Jesus had an uncanny ability to infuriate people!
On several occasions Jesus went toe-to-toe with the religious leaders and one of their “hot buttons” was what constituted work on the Sabbath. (Mk 2:23-28; 3:1-6)
Jesus used the Sabbath to heal and bless others which, while keeping with God’s original intent, angered the religious elite because it violated their rules. What we see in these encounters is Jesus putting on display two radically different spiritual paradigms. A paradigm is simply a particular way of viewing or approaching something.
One paradigm is religion, which is merely a person’s efforts to follow advice about how to secure God’s favor. It take’s many forms but all boils down to this: I receive from God what I work for or earn.

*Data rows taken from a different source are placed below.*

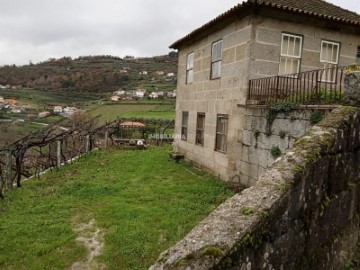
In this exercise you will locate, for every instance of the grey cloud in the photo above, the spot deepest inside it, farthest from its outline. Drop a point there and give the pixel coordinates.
(41, 29)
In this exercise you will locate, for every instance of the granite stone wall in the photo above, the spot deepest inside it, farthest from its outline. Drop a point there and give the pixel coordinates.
(302, 213)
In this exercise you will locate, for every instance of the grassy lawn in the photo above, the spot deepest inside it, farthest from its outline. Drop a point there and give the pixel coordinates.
(141, 201)
(110, 113)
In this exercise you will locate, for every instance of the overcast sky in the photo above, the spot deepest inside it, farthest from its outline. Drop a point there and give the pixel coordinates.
(36, 30)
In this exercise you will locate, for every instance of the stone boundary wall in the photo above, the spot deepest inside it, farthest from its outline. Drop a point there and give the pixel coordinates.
(302, 213)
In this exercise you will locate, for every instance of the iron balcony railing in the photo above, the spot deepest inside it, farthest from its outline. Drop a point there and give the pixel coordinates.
(322, 86)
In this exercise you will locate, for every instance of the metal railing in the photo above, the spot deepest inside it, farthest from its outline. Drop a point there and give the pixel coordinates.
(322, 86)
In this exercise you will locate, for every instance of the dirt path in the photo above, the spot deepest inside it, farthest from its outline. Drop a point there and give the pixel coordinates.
(93, 239)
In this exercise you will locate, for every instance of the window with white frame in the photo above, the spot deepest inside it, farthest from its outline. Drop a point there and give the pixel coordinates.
(184, 125)
(290, 56)
(189, 68)
(221, 132)
(216, 55)
(329, 57)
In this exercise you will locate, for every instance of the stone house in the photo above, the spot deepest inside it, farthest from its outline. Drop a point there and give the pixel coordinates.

The other paradigm is the Gospel, which begins and ends with news. Something truly amazing has been done for us and we simply need to embrace it.
It’s sort of like this…
Suppose you had a loved one who needed a heart transplant to live and I possessed a heart that doctors could use to save them.

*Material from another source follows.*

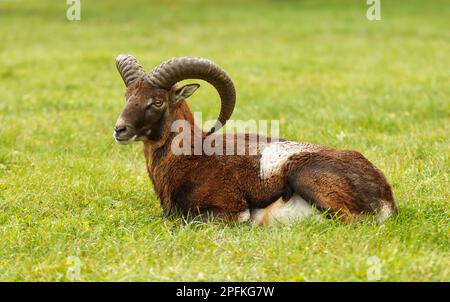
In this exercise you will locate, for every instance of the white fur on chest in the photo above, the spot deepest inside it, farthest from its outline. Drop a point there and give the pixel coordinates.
(274, 155)
(283, 211)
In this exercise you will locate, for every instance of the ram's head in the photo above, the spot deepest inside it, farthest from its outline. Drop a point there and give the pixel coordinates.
(151, 97)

If I said: “If you do everything I tell you to do and do it well enough to earn my favor then I will allow you this heart to save your loved one.” That’s religion.
If I said: “Here is a heart for your loved one. I want you to have it as a gift. In fact, I’ve allowed my own son to die so that your loved one could live.” That’s the Gospel.

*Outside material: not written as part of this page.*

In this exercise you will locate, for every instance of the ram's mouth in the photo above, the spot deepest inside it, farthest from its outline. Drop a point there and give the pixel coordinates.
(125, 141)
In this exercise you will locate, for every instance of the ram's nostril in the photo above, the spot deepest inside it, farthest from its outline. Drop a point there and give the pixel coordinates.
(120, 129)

The Gospel is so much better than religion but the Pharisees couldn’t handle it. After one such encounter “the Pharisees went out and began to plot with the Herodians how they might kill Jesus.” (Mk 3:6) This is staggering because the Pharisees and Herodians were arch enemies!
The Pharisees fought to preserve the integrity and purity of God’s word while the Herodians were Jews who compromised in order to get along with King Herod – the Roman ruler. Their approaches to life and God were polar opposites! Tim Keller in Jesus the King sums it up well.
The “traditional values” approach to life is moral conformity—the approach taken by the Pharisees. It is that you must lead a very, very good life. The progressive approach, embodied in the Herodians, is self-discovery—you have to decide what is right or wrong for you. And according to the Bible, both of these are ways of being your own savior and lord. Both are hostile to the message of Jesus. And not only that, both lead to self-righteousness. The moralist says, “The good people are in and the bad people are out—and of course we’re the good ones.” The self-discovery person says, “Oh, no, the progressive, open-minded people are in and the judgmental bigots are out—and of course we’re the open-minded ones.”
Do these two approaches to life and God sound familiar? They should! They are how most people do life today. But Keller goes on to describe how the Gospel is different.
The gospel does not say, “the good are in and the bad are out,” nor “the open-minded are in and the judgmental are out.” The gospel says the humble are in and the proud are out. The gospel says the people who know they’re not better, not more open-minded, not more moral than anyone else, are in, and the people who think they’re on the right side of the divide are most in danger.
Which of the following are you putting your trust in?
- The keeping of certain moral standards… (Pharisees)
- The right to determine your own moral standards… (Herodians), or
- The Gospel… that we are all sinners (truth) in need of God’s forgiveness (grace) made available through Jesus’ death, burial and resurrection!